Em Corumbá, Genoíno fala sobre política e escândalos

O deputado federal pelo PT de São Paulo e ex-presidente nacional do Partido dos Trabalhadores, José Genoíno, passou quatro dias em Corumbá para apresentar o Pantanal ao genro espanhol.


O parlamentar aproveitou para conhecer a cidade e prestigiou alguns eventos da quarta edição do Festival América do Sul. Antes de voltar para São Paulo, Genoíno concedeu entrevista exclusiva ao Diário Corumbaense, na qual avaliou as conquistas do Governo Lula; os avanços em relação à administração do ex-presidente Fernando Henrique Cardoso; sua relação com o ex-governador Zeca do PT e integração sul-americana. José Genoíno ainda comentou o envolvimento de seu nome no escândalo dos dólares na cueca. 

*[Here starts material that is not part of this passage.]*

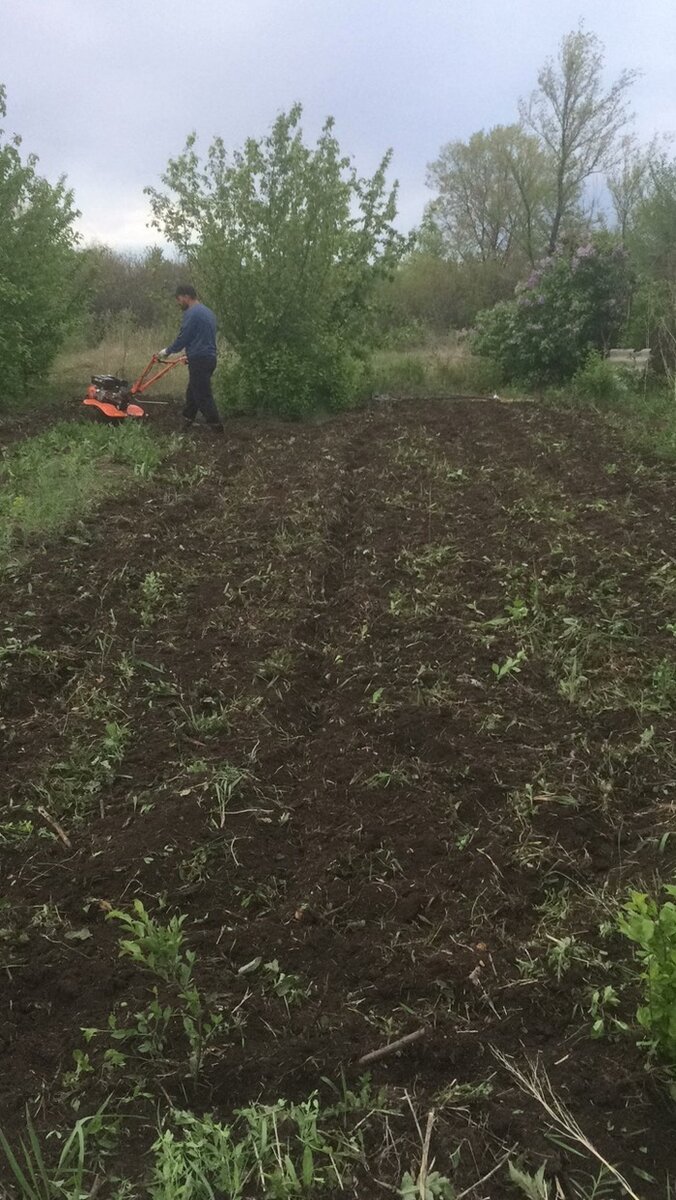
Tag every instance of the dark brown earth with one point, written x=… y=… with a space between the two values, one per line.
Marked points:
x=411 y=837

Qual o motivo da visita a Corumbá?


José Genoíno: A visita ao Pantanal foi uma visita familiar. Eu vim com minha filha que mora em Sevilha, com minha primeira neta, de oito meses, e o marido dela, que é espanhol e queria conhecer o Pantanal, mais minha mulher e meu filho. Eu tinha passado em Corumbá em 1998, na época da primeira campanha do Zeca e fiquei uma noite só e viajei de manhã. Portanto eu não conheci bem nem Corumbá e nem o Pantanal e eu tinha um interesse muito grande em conhecer, porque é uma região que a gente sabe da simbologia, conhece a fama, os mistérios, mas não conhece o concreto. Eu achei a região impressionante. Fiquei impressionado com a cidade, com essa identidade do Festival América do Sul, uma identidade cultural e política muito forte, que está no centro da América do Sul. Eu participei de duas noites, visitei as bancas, barracas, assisti show na praça, visitei alguns lugares como a Casa do Artesão. Fiquei apaixonado por Corumbá. Foram dias maravilhosos e fiquei possuído sentimentalmente por essa cidade e essa região. Vou voltar logo aqui.



Como o senhor avalia a proposta do Festival América do Sul?

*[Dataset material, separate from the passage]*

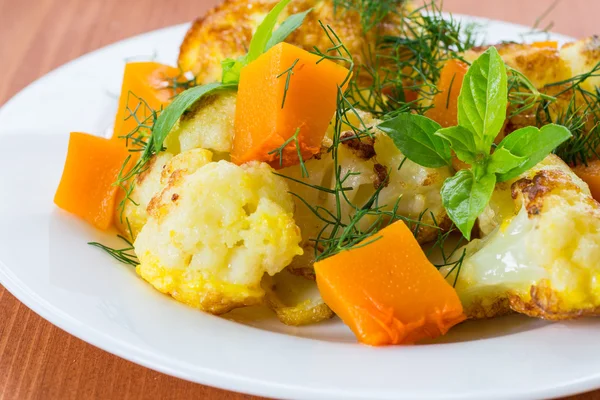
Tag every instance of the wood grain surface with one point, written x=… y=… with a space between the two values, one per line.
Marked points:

José Genoíno: Eu acho uma grande iniciativa, porque quando a gente fala em integração sul-americana, ela não pode ser apenas uma integração financeira, de mercado, apenas de troca. Ela tem que ser uma integração cultural, geopolítica, territorial, e de infra-estrutura. Eu acho que essa iniciativa, em uma cidade que fica no centro da América do Sul, convergindo para uma iniciativa cultural. A cultura tem o poder de construir uma identidade, e ela revela essa identidade de uma maneira muito forte. Primeiro eu achei uma grande iniciativa. Eu acho que a acolhida, a alegria do povo, a solidariedade, a maneira como as pessoas participam de todos os eventos, eu achei impressionante. Eu vejo nisso uma grande iniciativa porque, repito, a integração sul-americana tem que se concretizar, e a cultura é o principal veio desta integração porque mexe com a imaginação, a mente e a simbologia de algo fundamental em uma região estratégica do ponto de vista econômico, político, de defesa do meio-ambiente. Corumbá é a capital de um pólo regional fundamental que não se circunscreve ao Brasil, eu acho uma grande iniciativa e vi com os próprios olhos, conversando com as pessoas, essa iniciativa. Também tive o privilégio de passear de barco durante três horas, um passeio fluvial excelente, uma coisa fantástica.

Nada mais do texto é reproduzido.